Były poseł PiS ma nową pracę. Łukasz Zbonikowski został prezesem państwowej spółki
Usunięty z Prawa i Sprawiedliwości były poseł Łukasz Zbonikowski ma nową pracę. Został prezesem spółki należącej do Polskiej Grupy Zbrojeniowej. O polityku zrobiło się głośno w 2016 r., gdy jego żona w prywatnym akcie oskarżenia zarzuciła mu dwukrotne naruszenie jej nietykalności cielesnej.
Nazwisko Zbonikowskiego widnieje na stronie internetowej Wojskowych Zakładów Inżynieryjnych w Dęblinie wchodzących w skład Polskiej Grupy Zbrojeniowej, która nadzorowana jest przez Ministerstwo Obrony Narodowej. To, że chodzi o byłego posła PiS, potwierdził portal ddwloclawek.pl.
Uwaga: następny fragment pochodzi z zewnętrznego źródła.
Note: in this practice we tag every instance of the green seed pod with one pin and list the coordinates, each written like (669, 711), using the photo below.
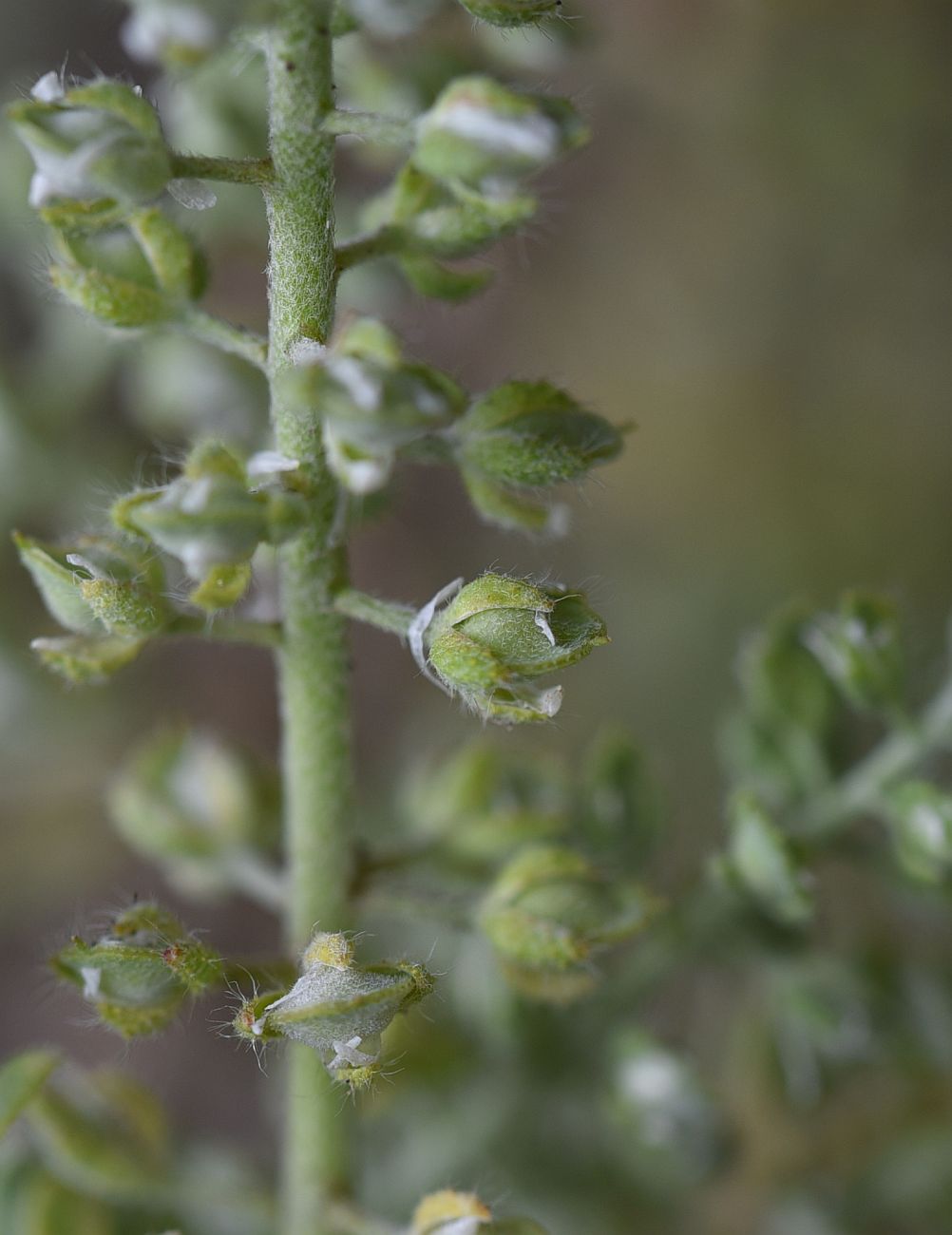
(87, 658)
(548, 912)
(511, 12)
(531, 435)
(21, 1078)
(139, 974)
(500, 634)
(920, 823)
(194, 804)
(371, 402)
(95, 141)
(103, 1134)
(485, 801)
(860, 649)
(483, 135)
(759, 864)
(336, 1007)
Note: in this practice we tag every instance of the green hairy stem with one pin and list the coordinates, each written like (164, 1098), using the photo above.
(313, 663)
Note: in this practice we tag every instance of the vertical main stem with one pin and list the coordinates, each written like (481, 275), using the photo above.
(313, 663)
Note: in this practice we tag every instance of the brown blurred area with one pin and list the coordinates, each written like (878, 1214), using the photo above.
(751, 262)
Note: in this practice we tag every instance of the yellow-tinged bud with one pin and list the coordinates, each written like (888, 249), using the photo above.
(337, 1007)
(139, 974)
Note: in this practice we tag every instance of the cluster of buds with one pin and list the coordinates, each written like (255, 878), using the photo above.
(549, 912)
(109, 593)
(139, 974)
(99, 143)
(197, 807)
(761, 865)
(371, 402)
(337, 1007)
(499, 635)
(213, 518)
(102, 161)
(464, 186)
(464, 1213)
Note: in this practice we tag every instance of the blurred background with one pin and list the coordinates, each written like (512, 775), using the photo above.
(752, 263)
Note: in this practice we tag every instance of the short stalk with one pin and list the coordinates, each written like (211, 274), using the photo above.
(230, 171)
(313, 662)
(383, 614)
(383, 130)
(225, 336)
(862, 788)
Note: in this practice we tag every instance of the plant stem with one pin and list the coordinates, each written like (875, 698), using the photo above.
(232, 171)
(383, 130)
(313, 663)
(862, 788)
(387, 239)
(387, 616)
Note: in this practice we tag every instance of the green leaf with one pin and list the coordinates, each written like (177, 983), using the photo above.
(21, 1078)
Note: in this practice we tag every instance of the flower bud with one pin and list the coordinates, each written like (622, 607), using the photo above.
(500, 634)
(759, 864)
(548, 912)
(371, 403)
(485, 801)
(464, 1213)
(210, 520)
(486, 136)
(173, 35)
(139, 974)
(511, 12)
(446, 222)
(100, 584)
(87, 658)
(860, 649)
(194, 804)
(99, 140)
(337, 1007)
(920, 823)
(137, 276)
(531, 435)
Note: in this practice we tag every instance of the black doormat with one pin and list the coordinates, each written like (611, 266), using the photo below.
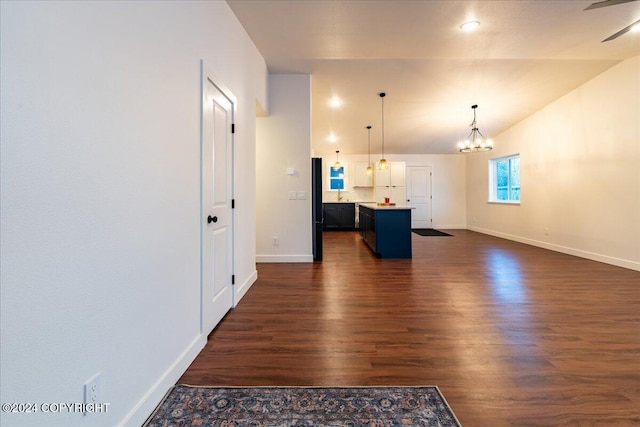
(429, 232)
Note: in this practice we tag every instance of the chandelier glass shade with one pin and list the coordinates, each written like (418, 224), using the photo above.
(476, 141)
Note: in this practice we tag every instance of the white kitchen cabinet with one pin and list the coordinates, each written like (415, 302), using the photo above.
(360, 177)
(391, 183)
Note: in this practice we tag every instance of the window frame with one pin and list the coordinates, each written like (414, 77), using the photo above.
(493, 178)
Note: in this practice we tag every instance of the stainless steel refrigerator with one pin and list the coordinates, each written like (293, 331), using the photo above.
(316, 207)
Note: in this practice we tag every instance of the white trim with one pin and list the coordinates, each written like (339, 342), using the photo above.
(632, 265)
(449, 227)
(240, 290)
(284, 258)
(145, 406)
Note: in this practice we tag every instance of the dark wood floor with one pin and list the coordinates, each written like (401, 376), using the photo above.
(512, 334)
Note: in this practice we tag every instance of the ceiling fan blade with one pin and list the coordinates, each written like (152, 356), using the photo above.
(605, 3)
(621, 32)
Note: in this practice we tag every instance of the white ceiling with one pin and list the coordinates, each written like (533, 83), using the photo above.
(524, 55)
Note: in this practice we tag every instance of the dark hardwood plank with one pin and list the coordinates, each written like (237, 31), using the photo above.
(512, 334)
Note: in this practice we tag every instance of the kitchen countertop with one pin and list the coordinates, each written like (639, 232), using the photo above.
(375, 207)
(345, 201)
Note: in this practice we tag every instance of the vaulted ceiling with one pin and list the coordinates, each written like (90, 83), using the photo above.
(524, 55)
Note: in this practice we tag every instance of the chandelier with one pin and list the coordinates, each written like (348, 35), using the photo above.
(476, 140)
(369, 168)
(382, 164)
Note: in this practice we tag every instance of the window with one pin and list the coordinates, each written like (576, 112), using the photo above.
(336, 178)
(504, 179)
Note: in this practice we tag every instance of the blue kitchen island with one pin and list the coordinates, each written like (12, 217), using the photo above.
(386, 229)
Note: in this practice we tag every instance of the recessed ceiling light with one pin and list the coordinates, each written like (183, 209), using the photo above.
(470, 26)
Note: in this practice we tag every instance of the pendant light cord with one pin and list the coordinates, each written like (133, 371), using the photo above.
(382, 95)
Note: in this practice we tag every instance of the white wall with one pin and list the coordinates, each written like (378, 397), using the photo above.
(448, 183)
(100, 167)
(284, 141)
(580, 173)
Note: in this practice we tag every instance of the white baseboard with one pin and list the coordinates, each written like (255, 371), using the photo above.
(242, 289)
(141, 411)
(619, 262)
(284, 258)
(450, 227)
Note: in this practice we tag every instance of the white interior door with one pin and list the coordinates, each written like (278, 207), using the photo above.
(217, 225)
(419, 196)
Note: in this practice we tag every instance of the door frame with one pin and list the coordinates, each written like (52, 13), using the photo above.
(207, 74)
(429, 170)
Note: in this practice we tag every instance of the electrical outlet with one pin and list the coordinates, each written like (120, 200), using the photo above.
(92, 390)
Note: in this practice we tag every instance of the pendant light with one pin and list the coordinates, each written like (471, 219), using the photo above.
(369, 168)
(475, 141)
(382, 164)
(337, 165)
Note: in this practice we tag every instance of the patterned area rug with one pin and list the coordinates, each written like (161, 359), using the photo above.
(303, 406)
(429, 232)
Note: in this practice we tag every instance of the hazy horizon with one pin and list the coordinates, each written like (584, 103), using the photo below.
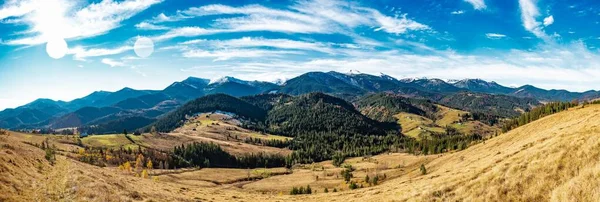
(149, 44)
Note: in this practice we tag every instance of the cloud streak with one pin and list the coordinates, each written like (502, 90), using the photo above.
(305, 17)
(63, 19)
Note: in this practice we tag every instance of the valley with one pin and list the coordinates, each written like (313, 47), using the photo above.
(550, 159)
(431, 145)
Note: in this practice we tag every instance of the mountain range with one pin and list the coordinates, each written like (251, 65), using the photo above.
(102, 107)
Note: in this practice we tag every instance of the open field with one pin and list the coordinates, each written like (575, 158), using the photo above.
(223, 130)
(552, 159)
(419, 126)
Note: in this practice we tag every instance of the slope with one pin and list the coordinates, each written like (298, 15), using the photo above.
(552, 159)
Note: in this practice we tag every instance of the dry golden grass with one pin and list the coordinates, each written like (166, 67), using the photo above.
(553, 159)
(224, 131)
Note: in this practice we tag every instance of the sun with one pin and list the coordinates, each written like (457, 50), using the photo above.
(143, 47)
(56, 48)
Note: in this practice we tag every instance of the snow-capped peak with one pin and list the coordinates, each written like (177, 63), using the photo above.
(226, 79)
(385, 76)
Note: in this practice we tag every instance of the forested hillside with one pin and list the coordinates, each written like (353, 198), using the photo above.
(318, 112)
(383, 106)
(208, 103)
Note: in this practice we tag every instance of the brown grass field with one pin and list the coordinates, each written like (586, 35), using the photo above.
(553, 159)
(418, 126)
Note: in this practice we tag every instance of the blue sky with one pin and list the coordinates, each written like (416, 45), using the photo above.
(552, 44)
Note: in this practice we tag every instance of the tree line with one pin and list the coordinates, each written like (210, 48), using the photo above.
(537, 113)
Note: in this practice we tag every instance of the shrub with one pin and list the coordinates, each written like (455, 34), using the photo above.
(337, 159)
(353, 185)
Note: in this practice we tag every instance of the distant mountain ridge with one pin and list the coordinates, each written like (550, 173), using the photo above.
(129, 102)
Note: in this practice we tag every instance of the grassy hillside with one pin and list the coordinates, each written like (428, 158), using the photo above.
(207, 103)
(552, 159)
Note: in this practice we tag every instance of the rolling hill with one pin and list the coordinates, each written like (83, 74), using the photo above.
(551, 159)
(464, 95)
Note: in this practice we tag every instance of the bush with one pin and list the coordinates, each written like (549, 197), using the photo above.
(50, 155)
(353, 185)
(337, 159)
(301, 190)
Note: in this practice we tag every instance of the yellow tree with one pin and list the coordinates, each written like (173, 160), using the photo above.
(149, 165)
(139, 163)
(144, 174)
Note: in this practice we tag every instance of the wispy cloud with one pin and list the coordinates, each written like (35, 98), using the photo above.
(495, 36)
(227, 54)
(66, 19)
(317, 16)
(149, 26)
(458, 12)
(529, 15)
(112, 63)
(81, 53)
(544, 66)
(260, 42)
(548, 20)
(477, 4)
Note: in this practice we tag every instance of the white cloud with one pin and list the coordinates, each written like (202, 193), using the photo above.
(495, 36)
(477, 4)
(316, 16)
(548, 21)
(544, 67)
(227, 54)
(186, 32)
(257, 42)
(81, 53)
(397, 25)
(112, 63)
(66, 19)
(149, 26)
(529, 13)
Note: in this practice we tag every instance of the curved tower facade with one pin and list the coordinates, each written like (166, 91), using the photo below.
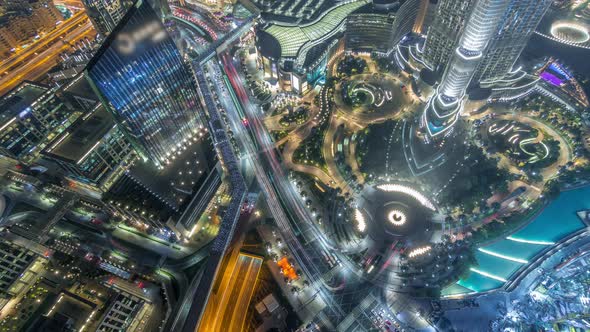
(443, 109)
"Mnie to zmartwiło i zabolało"
Pod koniec lipca komitet polityczny PiS skreślił Łukasza Zbonikowskiego z ósmego miejsca na toruńskiej liście do Sejmu, na którym umieściły go lokalne struktury partii. W odpowiedzi poseł zdecydował się wystartować do Senatu w okręgu włocławskim z komitetu Patrioci i Samorządowcy.
ZOBACZ: Poseł PiS Łukasz Zbonikowski stanie przed sądem. Miał dopuścić się agresji wobec żony
Kiedy Łukasz Zbonikowski ogłosił we wrześniu, że wystartuje do Senatu z list komitetu Patrioci i Samorządowcy, definitywnie rozstało się z nim Prawo i Sprawiedliwość, które usunęło go z grona członków ugrupowania.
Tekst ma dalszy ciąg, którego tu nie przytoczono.